A Switching Strategy for Event-Trigger Control of Spacecraft Rendezvous
Tommaso Del Carro, Gerson Portilla, Alexandre Seuret, Rafael Vazquez
TL;DR
The paper develops a Lyapunov-based, offline-LMI design for an event-triggered switching controller in Hill-Clohessy-Wiltshire rendezvous with saturated impulsive inputs. By modeling control as $u(x)=\sigma(x)Kx$ and triggering via a state-dependent decision rule tied to $x^T M x$, it guarantees stability under bounded disturbances and reduces thruster firings compared to MPC, with all LMIs solved off-line. Key contributions include proving convergence to an attractor under $w\in\Omega_\lambda$, providing a framework to enlarge the basin of attraction and to maximize the attractor, and offering a trade-off optimization to balance firing frequency, energy, and robustness. The results demonstrate robust performance in both linear and nonlinear simulations, highlighting practical benefits for autonomous spacecraft proximity operations and real-time onboard feasibility.
Abstract
This paper presents the design of a state-feedback control law for spacecraft rendezvous, formulated using the Hill-Clohessy-Wiltshire equations. The proposed method introduces an impulsive control strategy to regulate thruster operations.
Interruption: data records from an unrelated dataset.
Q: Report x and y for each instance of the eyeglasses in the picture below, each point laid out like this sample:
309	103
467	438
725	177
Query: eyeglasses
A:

Specifically, a state-dependent switching framework is developed to determine both the control input magnitudes and the precise state conditions that trigger thruster activation. The nonlinear control law is derived using principles from automatic control theory, particularly Lyapunov stability analysis and the Linear Matrix Inequality framework. The resulting closed-loop system is proven to be stable, while simultaneously minimizing the total number of actuation events. The effectiveness of the proposed method is demonstrated through a numerical case study, which includes a comparative analysis with a standard Model Predictive Control scheme, highlighting the advantages and trade-offs of the developed control structure.